When snow arrived this week, I brought my rosemary plants into the house. Rosemary is a tender herb, native to hot, dry climates like Provence, and will not survive a winter outdoors, so one of my Friday projects was to strip the fragrant leaves from the longest stems for winter drying. Because the resident Artist, in his home office, has the only south-facing window in ou4 old farmhouse, that is where the remaining trimmed plants are resting for the time being.
My friend Helene referred to her dining room windowsill of plants, fresh herbs and a few pots of blooms, as her garden, and early on during my stay with her we established our mutual love of growing things. Years later (and years into our transatlantic correspondence), when I came to live here in the farmhouse, I would sometimes sit out by my vegetable garden at sunrise and write a description of the scene to my faraway friend, who was kind enough to praise my laborious essays — truly, attempts — in French.
At last one year I received no answer to my last letter for a worrisome length of time and got a disturbing recording when I called her phone number. I telephoned her downstairs neighbor, heart pounding. Yes, Helene had died. She was then, after all, 90 years old by that time and had had health issues for all the years I’d known her, but the shock was no less painful for being unsurprising. And Mme. Lamy could not help telling me, over and over, that Helene had “suffered terribly.” Each time she said it, I recoiled from the painful stab of that awful phrase. But Mme. Lamy also told me, several times, how happy Helene had always been when the mail brought a letter from me, and I take comfort still in knowing I gave her some little bit of joy now and then.
Rosemary is good for flavoring vegetables and meats, especially suckling pig, veal, lamb and game. It keeps its pungency well when dried. Use this herb with moderation, as it has a very strong aroma and flavor. - Ginette Mathiot, in I Know How to Cook
Never in my life have I prepared suckling pig or veal, but I do love lamb, and there is no cooking or even living without vegetables.
The New Putting Food By (not that “new,” actually, as my third edition has a 1982 printing date) cautions that rosemary must not be dried at higher than room temperature and dries best away from light. Just as well. Moving the rosemary-drying operation upstairs means not adding one more project to our crowded downstairs living space, where my apple-drying project continues in full swing evening after evening.

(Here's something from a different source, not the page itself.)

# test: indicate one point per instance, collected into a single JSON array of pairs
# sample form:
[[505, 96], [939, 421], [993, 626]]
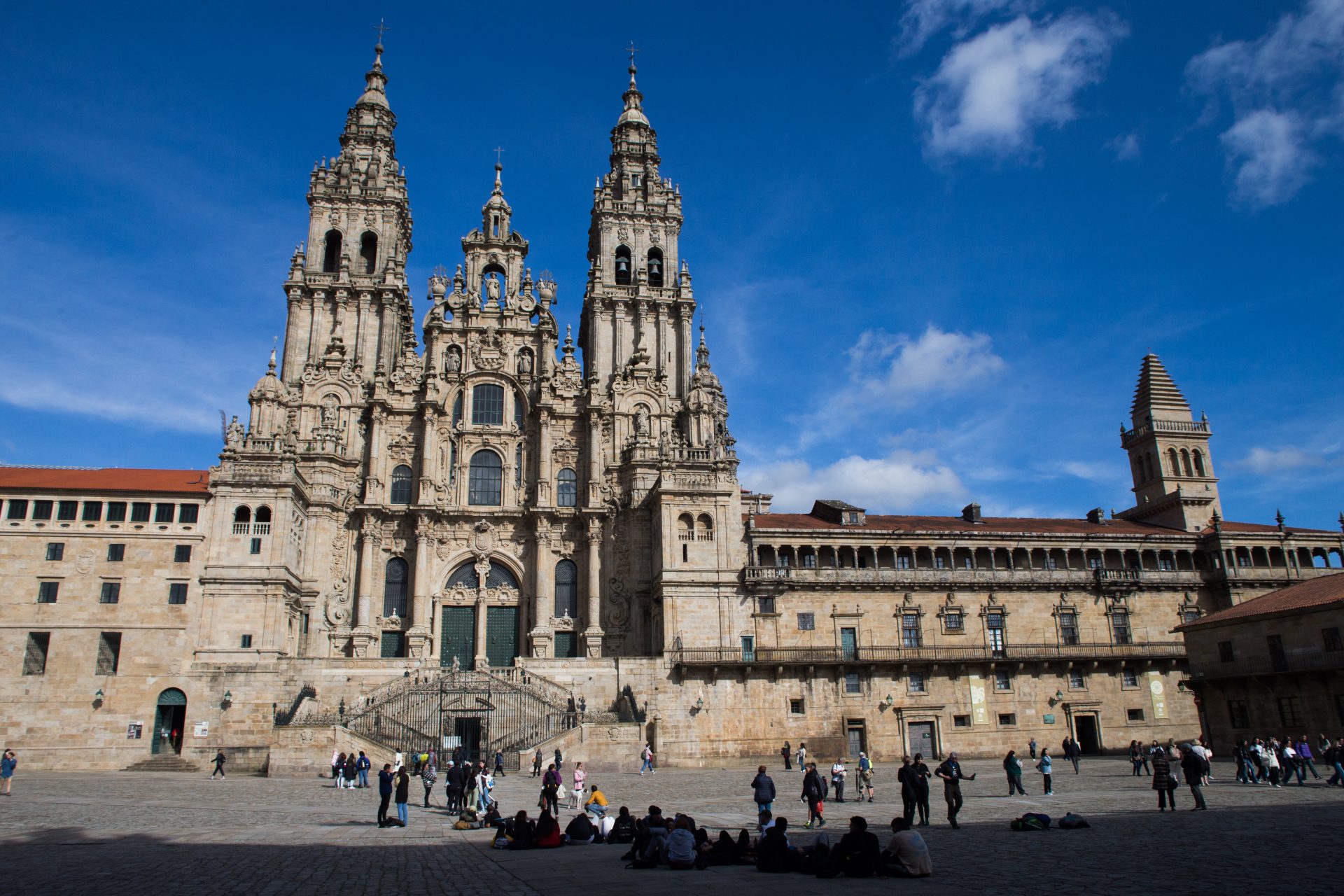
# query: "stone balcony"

Rosemary is one of the flavors (un des parfums) in the beloved French mixture called “herbes de Provence,” which sometimes includes lavender, too, along with other herbs. It was in Paris that I came to know and love and require herbes de Provence in my cooking on a regular basis, and so for that reason, along with my memory of my friend’s windowsill garden, Helene is very present to me as I handle these sharply fragrant leaves.